The following are some economic insights for April 2022. We must acknowledge that Russian military action in Ukraine had resulted in impulsive reactions in the market, which has dampened risk sentiment. The markets have been unclear as to how the situation will develop since the war commenced in late February. There continues to be further escalation of sanctions by the West. Peace talks between the two sides are still inconclusive. This has the direct consequence of higher commodity and energy prices. Central banks are caught between a rock and a hard place: either curb inflation or support economic recovery. As a result, we are experiencing higher than expected inflation, dampening growth.
On the other hand, monetary policy normalisation has accelerated further in the March. Several key central banks have announced more interest rate hikes in a shorter period of time than expected previously. More are expected to follow. While current inflation pressures are created by a series of shocks, such as Covid-19 and the Ukrainian invasion, central bankers are concerned by second round effects, such as the wage-inflation feedback loop, if current inflation is not addressed.
GDP growth will likely remain above potential in 2022, but the conditions of the market from 2020 implies an apparent decline in growth compared to 2021. This combination of supportive growth and aggressive monetary normalisation creates an unstable configuration for equities. Bonds will rebound in real rates, maintaining a downward pressure on returns, although a significant part of this process is already reflected in prices.
Asset allocation decision remains one of the largest drivers when determining the range of portfolio outcomes amid these volatile markets. Thus, the backdrop of strong macro fundamentals remains a valid narrative for risk assets to outperform in 2022. Among the various risk assets, profit margins and return on equities continue to reach record highs for all markets, especially for the US and Eurozone. Meanwhile, earnings revisions and breadth have started to look more favourable for Asian markets. China’s easing of monetary policy, coupled with the new shift in Covid strategy from Covid-zero to “dynamic zero”, and the support from state-backed funds to buy China A shares are early signals to the beginning of a more sustained recovery in the region. Or, at least we hope.
In summary, equities are expected to record above-trend growth among major developed economies. This is expected to continue in 2022, supporting the momentum on earnings growth. This is also expected to withstand the impact of the Federal Reserve hike to equity valuation. In essence, markets may have quickly priced in the risk of monetary policy normalisation. This has cleared the way for risk asset outperformance. As such, earnings expectations have started to look more favourable for Asian markets supported by reopening of ASEAN economies and the expectation of more policy support from Chinse government and recovery of credit growth.
Regarding investment-grade credit, Asian credit is likely to outperform US credit, considering the credit spread premium from Asian counterparts. This is especially so, against the backdrop of increasingly diverging monetary policy by key central banks in the West versus the accommodative Asian counterpart, as well as the easing at the People’s Bank of China. Tightening financial conditions in the US, higher US Treasury yield and longer duration of US Investment Grade credit relative to Asia excluding Japan, in both rate and spread terms, imply risk-reward tilts towards Asian credit over US credit.

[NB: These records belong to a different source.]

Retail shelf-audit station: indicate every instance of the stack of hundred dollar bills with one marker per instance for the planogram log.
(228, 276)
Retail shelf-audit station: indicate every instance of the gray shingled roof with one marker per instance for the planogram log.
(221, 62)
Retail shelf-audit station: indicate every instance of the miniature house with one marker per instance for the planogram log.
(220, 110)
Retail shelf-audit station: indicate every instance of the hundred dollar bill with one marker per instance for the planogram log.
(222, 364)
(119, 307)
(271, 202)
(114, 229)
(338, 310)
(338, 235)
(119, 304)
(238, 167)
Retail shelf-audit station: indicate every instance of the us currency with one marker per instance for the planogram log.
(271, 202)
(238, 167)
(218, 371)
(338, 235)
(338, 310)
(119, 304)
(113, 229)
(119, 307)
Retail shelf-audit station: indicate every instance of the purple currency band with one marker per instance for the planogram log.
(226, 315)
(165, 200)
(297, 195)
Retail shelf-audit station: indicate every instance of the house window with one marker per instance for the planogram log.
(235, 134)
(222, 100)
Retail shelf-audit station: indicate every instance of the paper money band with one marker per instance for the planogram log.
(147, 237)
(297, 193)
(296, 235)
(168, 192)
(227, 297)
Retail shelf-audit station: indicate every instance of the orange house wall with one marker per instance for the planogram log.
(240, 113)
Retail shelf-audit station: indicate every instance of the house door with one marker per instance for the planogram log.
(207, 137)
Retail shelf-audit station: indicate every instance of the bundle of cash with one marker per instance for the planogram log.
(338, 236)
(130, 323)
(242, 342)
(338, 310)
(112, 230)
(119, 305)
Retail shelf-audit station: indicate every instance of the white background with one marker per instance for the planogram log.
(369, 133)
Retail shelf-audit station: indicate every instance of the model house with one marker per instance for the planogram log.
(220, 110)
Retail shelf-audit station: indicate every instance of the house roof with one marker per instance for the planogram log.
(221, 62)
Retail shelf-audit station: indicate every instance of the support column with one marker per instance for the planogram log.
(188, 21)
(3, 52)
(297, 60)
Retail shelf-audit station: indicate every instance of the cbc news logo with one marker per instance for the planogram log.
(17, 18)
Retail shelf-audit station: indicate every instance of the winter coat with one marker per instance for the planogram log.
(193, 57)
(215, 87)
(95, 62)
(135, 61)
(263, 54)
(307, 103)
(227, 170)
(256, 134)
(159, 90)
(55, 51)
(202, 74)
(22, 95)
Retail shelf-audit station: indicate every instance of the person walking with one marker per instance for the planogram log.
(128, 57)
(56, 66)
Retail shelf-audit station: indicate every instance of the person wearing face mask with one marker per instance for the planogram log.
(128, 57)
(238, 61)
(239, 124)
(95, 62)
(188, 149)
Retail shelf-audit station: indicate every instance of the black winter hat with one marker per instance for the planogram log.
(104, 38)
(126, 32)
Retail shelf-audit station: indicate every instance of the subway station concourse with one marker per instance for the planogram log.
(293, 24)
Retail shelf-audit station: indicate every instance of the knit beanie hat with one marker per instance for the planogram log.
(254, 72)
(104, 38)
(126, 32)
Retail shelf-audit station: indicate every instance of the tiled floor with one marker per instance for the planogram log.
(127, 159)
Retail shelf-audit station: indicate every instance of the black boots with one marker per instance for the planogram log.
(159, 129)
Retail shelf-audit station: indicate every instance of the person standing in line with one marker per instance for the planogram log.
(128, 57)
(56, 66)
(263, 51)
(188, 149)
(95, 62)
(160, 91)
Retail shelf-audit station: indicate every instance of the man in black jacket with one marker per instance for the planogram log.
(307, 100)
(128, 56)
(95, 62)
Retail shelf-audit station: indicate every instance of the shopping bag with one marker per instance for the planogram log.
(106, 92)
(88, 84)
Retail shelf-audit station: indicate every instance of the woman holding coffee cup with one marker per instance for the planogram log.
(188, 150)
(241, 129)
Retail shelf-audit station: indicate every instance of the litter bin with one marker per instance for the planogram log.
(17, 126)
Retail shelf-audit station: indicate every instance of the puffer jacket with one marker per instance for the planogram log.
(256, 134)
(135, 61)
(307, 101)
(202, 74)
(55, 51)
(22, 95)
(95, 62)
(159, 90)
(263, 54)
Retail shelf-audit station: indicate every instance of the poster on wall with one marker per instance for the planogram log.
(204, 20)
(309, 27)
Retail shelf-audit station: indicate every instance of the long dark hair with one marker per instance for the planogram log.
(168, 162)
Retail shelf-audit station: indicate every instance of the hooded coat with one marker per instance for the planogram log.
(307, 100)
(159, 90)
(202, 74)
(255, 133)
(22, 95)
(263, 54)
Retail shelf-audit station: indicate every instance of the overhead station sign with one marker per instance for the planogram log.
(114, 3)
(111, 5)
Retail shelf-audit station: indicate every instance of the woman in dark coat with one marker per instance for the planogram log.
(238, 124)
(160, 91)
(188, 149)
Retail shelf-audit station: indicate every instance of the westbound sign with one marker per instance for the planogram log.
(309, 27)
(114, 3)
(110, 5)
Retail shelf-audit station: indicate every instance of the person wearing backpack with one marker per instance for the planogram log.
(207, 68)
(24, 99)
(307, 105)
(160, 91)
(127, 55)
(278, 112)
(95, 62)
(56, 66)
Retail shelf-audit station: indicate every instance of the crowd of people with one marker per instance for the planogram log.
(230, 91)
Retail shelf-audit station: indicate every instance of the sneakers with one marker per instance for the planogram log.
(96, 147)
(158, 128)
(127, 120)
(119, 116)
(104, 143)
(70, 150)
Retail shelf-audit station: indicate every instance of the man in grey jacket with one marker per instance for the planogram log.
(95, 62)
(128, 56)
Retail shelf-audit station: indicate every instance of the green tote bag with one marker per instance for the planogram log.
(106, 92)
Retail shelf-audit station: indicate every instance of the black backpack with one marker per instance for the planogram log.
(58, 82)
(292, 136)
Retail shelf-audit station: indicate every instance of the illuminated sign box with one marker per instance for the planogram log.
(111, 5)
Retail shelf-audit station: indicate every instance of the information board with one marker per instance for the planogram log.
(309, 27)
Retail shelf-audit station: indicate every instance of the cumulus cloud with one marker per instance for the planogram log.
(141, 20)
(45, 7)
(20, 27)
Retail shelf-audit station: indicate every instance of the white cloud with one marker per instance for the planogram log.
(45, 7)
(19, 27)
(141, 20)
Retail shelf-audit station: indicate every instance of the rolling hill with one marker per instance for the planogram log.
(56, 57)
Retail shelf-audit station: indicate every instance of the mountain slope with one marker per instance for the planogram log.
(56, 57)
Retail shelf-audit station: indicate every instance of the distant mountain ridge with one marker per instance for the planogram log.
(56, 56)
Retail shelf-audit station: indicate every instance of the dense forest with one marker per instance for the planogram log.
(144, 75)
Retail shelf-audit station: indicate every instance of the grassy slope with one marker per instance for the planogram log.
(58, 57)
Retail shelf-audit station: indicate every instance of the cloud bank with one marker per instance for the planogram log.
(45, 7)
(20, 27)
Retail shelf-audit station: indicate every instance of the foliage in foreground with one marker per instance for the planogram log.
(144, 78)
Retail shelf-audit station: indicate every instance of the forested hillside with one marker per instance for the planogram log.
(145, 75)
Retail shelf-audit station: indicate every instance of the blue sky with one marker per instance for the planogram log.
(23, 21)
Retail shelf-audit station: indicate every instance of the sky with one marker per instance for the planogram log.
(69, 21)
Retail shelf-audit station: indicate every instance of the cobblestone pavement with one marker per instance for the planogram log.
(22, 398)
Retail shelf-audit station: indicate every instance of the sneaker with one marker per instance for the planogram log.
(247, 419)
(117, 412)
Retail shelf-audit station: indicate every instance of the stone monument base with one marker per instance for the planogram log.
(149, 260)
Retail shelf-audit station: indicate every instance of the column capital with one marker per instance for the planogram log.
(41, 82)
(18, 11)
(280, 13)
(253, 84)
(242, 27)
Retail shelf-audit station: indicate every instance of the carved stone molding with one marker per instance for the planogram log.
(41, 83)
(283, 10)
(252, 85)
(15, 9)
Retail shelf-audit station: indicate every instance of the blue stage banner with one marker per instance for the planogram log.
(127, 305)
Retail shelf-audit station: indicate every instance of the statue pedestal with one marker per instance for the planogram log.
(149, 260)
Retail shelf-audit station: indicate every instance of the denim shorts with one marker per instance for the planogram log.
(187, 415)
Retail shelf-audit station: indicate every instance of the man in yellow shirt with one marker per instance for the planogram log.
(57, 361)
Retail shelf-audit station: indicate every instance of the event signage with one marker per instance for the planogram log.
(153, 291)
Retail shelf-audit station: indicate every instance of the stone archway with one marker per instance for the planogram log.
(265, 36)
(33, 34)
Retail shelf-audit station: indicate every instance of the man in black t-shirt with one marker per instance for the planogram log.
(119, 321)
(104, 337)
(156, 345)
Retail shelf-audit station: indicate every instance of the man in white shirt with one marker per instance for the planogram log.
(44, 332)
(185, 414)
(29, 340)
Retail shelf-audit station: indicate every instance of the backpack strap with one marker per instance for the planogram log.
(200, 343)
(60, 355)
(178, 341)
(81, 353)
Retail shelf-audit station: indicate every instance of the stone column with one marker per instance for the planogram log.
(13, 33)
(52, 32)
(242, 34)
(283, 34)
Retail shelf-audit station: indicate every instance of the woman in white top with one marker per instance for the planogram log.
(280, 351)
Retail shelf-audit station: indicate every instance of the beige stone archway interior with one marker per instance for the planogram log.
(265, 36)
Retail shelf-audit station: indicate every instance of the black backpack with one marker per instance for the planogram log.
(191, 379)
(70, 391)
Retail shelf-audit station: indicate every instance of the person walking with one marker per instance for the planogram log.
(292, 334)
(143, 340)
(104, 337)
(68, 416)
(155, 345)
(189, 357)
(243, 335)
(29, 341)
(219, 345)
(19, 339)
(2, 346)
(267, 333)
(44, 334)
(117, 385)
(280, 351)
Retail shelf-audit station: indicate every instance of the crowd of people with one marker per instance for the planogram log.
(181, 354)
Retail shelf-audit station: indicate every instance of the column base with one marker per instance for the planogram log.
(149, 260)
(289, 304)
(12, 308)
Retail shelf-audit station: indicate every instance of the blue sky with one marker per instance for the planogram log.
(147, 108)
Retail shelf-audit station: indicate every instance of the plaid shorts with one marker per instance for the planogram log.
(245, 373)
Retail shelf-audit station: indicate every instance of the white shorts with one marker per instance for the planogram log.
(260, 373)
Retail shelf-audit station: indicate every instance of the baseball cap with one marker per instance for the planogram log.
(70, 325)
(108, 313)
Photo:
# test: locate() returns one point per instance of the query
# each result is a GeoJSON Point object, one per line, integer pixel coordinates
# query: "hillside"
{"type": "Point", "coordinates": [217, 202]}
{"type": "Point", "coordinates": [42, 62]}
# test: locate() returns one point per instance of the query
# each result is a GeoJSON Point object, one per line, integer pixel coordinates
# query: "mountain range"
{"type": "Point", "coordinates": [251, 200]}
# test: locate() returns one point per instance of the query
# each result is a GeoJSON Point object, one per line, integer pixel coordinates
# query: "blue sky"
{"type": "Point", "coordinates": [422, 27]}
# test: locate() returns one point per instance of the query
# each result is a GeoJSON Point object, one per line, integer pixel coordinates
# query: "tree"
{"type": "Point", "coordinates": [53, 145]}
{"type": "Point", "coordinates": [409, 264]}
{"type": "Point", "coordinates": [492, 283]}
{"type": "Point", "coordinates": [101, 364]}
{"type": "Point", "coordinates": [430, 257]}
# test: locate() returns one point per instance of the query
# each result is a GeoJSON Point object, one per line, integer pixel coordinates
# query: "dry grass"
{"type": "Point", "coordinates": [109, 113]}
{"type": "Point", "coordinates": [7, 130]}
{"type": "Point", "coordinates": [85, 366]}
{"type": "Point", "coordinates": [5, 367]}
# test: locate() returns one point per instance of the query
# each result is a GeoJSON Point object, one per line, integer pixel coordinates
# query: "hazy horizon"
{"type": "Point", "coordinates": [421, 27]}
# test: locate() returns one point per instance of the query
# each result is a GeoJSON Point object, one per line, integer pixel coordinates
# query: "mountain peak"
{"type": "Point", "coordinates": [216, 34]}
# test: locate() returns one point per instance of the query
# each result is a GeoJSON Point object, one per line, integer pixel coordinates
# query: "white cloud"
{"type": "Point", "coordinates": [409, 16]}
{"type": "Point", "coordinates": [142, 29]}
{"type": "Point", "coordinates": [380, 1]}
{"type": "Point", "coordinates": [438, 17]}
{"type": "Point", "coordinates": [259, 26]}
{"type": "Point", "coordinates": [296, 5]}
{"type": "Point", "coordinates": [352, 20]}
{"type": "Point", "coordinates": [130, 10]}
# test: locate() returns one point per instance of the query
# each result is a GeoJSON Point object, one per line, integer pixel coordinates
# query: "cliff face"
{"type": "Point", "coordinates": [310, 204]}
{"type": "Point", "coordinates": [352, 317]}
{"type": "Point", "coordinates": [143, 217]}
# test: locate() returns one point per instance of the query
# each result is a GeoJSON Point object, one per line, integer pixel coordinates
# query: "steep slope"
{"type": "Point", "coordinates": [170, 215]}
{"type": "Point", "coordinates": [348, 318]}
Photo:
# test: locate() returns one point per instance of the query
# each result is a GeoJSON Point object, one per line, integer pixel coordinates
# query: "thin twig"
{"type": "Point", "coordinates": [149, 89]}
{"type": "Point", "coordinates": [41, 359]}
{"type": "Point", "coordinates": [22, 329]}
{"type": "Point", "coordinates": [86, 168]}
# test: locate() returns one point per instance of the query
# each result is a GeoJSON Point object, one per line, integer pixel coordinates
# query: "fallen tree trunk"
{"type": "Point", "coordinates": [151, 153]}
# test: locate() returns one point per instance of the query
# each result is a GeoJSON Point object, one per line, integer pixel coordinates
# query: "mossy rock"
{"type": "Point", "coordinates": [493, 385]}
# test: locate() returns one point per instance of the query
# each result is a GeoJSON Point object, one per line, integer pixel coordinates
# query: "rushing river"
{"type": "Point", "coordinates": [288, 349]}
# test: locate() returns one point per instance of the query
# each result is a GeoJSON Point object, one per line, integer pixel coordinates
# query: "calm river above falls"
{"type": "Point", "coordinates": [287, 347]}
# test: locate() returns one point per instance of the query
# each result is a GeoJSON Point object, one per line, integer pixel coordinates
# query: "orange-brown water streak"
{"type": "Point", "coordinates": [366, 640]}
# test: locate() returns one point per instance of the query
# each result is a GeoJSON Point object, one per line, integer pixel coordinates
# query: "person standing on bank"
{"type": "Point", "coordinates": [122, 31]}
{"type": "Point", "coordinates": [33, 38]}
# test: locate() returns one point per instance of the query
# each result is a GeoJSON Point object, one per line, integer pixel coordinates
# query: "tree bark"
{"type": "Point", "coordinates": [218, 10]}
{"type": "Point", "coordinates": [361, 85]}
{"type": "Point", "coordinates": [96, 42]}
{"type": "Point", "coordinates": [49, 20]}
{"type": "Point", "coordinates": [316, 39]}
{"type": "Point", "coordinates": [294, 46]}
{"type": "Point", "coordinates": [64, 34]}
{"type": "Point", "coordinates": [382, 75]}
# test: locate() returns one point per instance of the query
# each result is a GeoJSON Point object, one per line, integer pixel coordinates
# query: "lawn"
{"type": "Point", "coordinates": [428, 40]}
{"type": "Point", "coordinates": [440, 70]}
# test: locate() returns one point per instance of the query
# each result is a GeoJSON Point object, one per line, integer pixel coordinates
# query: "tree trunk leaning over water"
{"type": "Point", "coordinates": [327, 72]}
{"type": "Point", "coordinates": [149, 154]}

In terms of Treasuries, the Federal Reserve’s new pivot to focusing on fighting inflation expectations has proven to be more aggressive than expected. The short rates have been moving upwards quicker than the long-end, causing the yield curve to flatten materially, bringing it close to inversion even though economic fundamentals remain robust in the near term. Over a medium investment horizon, we expect higher rates volatility and weaker price performance.